3【経営者による財政状態、経営成績及びキャッシュ・フローの状況の分析】

 当連結会計年度における当社グループ(当社、連結子会社及び持分法適用関連会社)の財政状態、経営成績及びキャッシュ・フロー(以下、「経営成績等」という。)の状況の概要並びに経営者の視点による当社グループの経営成績等の状況に関する認識及び分析・検討内容は次のとおりであります。

 なお、文中の将来に関する事項は、当連結会計年度末現在において判断したものであります。

 

(1)経営成績

 当連結会計年度(2021年1月1日から2021年12月31日まで)におけるわが国経済は、新型コロナウイルス感染拡大影響により、引き続き不透明な状況で推移しております。ワクチン接種の広がり等により、経済正常化への動きは続いているものの、緊急事態宣言の再発令が繰り返されるなど、予断を許さない状況が続いております。

 このような状況のもと、当社グループは、今年を最終年とした中期経営計画「持続的な成長力の獲得 Smart & Sustainable Transformation 2021」として、メリハリを意識したスマートな稼ぐ力の向上と中長期事業成長を前提とした効率的な事業運営に取り組んでまいりました。結果として、中計期間を通じて取り組んできたマネジメント改革が結実し、グループ全体の収益性改善が大きく進展したため、当初計画において掲げた営業利益率目標を上回るなど、今後更に推し進めていく事業ポートフォリオ経営の礎を築くことができました。

 新型コロナウイルス感染拡大影響によって、当社グループを取り巻く経営環境は激変し、大きな影響を受けました。しかしながら、各顧客企業がコロナ禍における新しい働き方を模索する中、当社グループがこれまで行ってきた価値提供を活かし、新たな需要の取り込みができているものと考えております。

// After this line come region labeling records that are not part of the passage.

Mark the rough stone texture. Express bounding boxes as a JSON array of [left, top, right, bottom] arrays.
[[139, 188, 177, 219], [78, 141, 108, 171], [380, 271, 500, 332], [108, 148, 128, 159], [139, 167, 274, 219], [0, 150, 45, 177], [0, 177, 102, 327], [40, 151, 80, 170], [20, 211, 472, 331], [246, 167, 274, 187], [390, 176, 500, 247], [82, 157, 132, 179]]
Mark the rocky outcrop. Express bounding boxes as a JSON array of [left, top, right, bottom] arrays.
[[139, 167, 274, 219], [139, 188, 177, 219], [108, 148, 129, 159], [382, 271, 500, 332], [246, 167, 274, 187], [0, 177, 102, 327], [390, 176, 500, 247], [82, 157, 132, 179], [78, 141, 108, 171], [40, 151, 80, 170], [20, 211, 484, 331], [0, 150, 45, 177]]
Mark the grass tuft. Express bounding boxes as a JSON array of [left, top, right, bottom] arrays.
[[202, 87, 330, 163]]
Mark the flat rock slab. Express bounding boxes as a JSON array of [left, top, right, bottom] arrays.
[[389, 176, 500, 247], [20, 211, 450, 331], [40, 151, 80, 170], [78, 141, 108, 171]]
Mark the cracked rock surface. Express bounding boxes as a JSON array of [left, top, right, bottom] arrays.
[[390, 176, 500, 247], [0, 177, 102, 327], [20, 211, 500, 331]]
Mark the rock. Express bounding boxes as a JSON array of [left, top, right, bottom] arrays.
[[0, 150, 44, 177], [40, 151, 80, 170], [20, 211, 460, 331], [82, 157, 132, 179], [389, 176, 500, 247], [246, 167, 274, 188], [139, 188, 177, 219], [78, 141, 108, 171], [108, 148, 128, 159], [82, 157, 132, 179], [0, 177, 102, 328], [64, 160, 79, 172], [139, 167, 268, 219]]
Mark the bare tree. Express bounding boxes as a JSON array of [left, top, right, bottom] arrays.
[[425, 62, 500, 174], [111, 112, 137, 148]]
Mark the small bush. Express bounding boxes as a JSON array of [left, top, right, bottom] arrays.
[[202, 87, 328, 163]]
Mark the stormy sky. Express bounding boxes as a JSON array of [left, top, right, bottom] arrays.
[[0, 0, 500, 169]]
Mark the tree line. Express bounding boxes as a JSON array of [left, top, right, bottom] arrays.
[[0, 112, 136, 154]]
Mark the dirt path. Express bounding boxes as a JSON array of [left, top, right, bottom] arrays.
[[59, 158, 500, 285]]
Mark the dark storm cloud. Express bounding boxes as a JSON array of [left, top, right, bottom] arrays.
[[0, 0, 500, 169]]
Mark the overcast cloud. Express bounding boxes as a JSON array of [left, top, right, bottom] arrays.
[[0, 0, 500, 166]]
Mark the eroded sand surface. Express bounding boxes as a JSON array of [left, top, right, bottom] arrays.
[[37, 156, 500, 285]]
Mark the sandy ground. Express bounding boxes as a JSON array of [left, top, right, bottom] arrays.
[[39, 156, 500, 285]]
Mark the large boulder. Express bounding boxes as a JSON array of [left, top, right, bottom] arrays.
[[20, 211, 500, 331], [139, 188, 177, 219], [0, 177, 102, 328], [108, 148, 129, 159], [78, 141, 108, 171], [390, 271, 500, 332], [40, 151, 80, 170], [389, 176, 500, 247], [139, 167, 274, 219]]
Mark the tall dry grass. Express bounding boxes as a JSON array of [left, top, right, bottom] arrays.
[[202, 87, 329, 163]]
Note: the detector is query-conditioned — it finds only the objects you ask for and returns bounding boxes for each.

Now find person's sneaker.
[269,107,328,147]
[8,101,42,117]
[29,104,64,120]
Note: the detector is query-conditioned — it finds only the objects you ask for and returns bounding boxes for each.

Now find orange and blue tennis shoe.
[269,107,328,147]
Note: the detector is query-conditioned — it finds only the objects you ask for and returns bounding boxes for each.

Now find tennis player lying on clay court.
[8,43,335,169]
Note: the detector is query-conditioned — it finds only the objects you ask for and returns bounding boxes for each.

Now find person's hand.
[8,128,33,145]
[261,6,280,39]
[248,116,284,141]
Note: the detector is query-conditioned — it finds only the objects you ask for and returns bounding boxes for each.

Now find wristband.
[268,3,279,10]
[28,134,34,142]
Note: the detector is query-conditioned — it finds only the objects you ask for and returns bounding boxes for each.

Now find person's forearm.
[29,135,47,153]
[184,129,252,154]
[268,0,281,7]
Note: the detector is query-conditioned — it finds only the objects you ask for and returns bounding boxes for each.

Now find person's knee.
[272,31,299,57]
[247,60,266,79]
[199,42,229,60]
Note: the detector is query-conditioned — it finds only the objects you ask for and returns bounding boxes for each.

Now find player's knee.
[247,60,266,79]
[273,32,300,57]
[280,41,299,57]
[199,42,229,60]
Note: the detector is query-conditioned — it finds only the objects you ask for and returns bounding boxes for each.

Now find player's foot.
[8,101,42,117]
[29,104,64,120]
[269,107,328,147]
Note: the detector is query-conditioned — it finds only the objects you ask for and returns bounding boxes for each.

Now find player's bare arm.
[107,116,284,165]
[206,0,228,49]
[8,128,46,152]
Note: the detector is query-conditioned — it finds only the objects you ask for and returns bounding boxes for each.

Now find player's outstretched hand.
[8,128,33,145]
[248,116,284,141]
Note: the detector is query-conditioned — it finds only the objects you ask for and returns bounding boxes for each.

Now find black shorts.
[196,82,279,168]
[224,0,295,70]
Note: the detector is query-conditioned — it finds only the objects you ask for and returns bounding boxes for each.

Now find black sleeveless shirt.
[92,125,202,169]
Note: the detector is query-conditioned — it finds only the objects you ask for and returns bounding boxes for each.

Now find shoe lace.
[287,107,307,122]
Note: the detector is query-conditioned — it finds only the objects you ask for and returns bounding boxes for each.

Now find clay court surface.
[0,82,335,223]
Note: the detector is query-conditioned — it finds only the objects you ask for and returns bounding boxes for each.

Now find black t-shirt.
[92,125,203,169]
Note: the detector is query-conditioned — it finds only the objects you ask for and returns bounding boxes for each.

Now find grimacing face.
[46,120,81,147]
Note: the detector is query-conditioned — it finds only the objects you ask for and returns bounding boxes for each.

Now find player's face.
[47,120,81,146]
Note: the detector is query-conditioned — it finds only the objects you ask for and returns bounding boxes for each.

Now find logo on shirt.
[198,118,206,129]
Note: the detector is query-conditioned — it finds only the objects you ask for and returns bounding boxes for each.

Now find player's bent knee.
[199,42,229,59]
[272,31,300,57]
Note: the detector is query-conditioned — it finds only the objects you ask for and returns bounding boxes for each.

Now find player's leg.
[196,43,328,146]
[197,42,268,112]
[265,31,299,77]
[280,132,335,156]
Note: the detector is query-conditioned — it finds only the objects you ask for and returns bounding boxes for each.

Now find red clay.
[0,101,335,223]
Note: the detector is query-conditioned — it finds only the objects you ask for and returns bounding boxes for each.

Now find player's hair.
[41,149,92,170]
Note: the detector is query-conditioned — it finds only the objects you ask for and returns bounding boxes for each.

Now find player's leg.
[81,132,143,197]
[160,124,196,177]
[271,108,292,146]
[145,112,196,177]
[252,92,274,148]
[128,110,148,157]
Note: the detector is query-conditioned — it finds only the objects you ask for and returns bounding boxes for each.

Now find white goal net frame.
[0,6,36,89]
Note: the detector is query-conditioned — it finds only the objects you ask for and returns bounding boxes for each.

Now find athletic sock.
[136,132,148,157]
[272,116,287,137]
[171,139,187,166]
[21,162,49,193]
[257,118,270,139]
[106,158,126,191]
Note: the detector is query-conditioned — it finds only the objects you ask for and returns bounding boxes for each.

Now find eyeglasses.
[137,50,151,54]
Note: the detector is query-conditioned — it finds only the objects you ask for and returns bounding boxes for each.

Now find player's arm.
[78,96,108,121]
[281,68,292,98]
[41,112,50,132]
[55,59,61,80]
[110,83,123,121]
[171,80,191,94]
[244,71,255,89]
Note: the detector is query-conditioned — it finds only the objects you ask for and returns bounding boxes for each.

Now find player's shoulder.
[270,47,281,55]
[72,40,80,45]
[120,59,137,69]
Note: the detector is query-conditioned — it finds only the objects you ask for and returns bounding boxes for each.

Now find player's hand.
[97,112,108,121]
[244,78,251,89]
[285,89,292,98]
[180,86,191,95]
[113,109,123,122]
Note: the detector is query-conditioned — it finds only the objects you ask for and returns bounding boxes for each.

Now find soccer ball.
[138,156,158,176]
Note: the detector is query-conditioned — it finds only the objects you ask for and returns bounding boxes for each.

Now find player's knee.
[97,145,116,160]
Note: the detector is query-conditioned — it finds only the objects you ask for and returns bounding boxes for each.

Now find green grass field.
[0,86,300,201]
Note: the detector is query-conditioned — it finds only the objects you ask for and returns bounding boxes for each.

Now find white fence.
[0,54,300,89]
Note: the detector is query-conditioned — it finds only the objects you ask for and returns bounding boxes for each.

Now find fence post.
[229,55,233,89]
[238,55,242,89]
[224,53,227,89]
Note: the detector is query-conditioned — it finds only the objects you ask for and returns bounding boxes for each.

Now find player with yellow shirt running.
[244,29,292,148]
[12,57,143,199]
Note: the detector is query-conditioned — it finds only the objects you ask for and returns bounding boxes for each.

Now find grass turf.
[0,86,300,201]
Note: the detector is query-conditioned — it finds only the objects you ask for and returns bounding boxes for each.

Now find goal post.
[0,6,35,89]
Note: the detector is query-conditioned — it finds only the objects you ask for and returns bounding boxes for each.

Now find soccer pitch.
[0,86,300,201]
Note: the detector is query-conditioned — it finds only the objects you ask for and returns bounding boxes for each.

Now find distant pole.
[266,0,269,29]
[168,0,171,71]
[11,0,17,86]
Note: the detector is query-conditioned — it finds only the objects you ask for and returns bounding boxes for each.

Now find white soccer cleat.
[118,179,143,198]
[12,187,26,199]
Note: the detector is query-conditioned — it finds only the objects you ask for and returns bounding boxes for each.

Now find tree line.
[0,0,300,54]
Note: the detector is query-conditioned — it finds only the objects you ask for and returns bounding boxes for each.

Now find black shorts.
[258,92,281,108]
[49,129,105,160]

 売上高は、前年同期比6.5%増の3,201億円となりました。売上総利益は、前年同期比7.7%増の1,157億円となりました。売上総利益率は、0.4ポイント改善の36.1%となりました。販売費及び一般管理費は、前年同期比3.4%増の957億円となりました。グループ経営を推進し、販管費支出の効率化や人員等のリソース配分の見直しによる筋肉質化を推し進めた結果、売上高販管費率は29.9%となり前年同期比での改善が継続しております。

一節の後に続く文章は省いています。